A lot of people shrug off the amazing numbers coming out of Beijing as nothing but smoke and mirrors.
But the thing is, the communist party could not falsify statistics without showing its hand to the hundreds of banks, organisations, and think tanks that are active in China.
The World Bank’s Gao Xu argues that even a small manipulation of GDP would require a nearly impossible conspiracy. For one thing, there are tons of data collectors, including government, semi-government, and private foreign institutions:
For example, in addition to the National Statistical Bureau (NBS) which is the main official data provider in China, there are dozens of other government branches including the People’s Bank of China (central bank of China), Ministry of Finance, Ministry of Commerce, and National Development and Reform Commission compiling and releasing their own data. Meanwhile, most sector associations like China Iron and Steel Association and China Association of Automobile Manufacturers have their data available to the public.
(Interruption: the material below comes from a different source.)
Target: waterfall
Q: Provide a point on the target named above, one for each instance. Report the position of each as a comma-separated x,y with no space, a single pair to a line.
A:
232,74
Moreover, some companies like Soufun and CLSA also report data compiled by them. This is not to mention the high quality price data generated by various markets (Shanghai Futures Exchange, Dalian Commodity Exchange, etc.), everyday as China has become a market-based economy.
In addition, different institutions’ data has to line up:
Just like how different parts of the economy are connected to each other within an organic whole, data released by different institutions is interrelated and need to be consistent with each other. Hence, any attempt to manipulate data—say, flattering the GDP number a little bit—requires concerted efforts of various government departments as well as private sector institutions. If there are some participants in the circle not doing this kind of massage to their own data, inconsistency arises, leaving footprints of manipulators in statistics.
Xu adds that he hasn’t found any trace of data manipulation in recent years, despite dealing with it for over a decade. Moreover, he stresses that within academia, most researchers agree agree ‘that there is little sign that China is manipulating its economic data.’